Michelin's Dual Compound concept carries over from last year on select A.T. and X'Trem models and still utilizes gripper rubber covering a harder core for enhanced grip and improved knob stability. Thankfully, though, a new additive is reported to significantly improve wear resistance.
So how'd they do?
We didn't have the opportunity to sample the X'Trem models, but we did log plenty of time on the reinforced Enduro versions of both the Mountain Dry2 2.3 and single compound Mountain A.T. 2.35 over three days of testing at Bootleg Canyon.
The Mountain Dry2 2.3 delivered surprisingly excellent (given its small knob appearance) overall cornering and drive traction on both hardpack and rock. While obviously not as light as a pure cross-country tyre, rolling resistance was minimal and braking traction was very good. After two hard days on Bootleg Canyon's super abrasive ground, the knobs were still impressively sharp as well.
The Mountain A.T. 2.35 displayed more absolute grip and a sharper overall feel with noticeably more reassuring braking response relative to the Dry2 2.3, particularly in looser conditions where the more open knob pattern would provide more bite. However, that edgier performance was also coupled with less warning of an impending slide or washout when the limits of adhesion were exceeded or when encountering loose marbles in mid-apex.

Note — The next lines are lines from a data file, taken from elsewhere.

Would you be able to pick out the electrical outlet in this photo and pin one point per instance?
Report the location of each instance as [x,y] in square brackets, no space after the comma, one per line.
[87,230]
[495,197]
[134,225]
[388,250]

We also didn't notice any particularly detrimental effects of the Mountain A.T. 2.35's stiffer reinforced casing or its predictably slower rolling performance, but that was admittedly difficult to judge after only one day on this particular tyre on relatively unfamiliar trails. Thankfully, both tyres also measured true-to-size (or at least weren't undersized).
Sink or swim
Although long overdue, Michelin's new Mountain line is a refreshing change of pace and bodes well for the company's self-imposed sales targets. We'll see how they do on more familiar terrain later on this season, but you can rest assured that if they do even reasonably well at Bootleg Canyon, things are looking pretty good.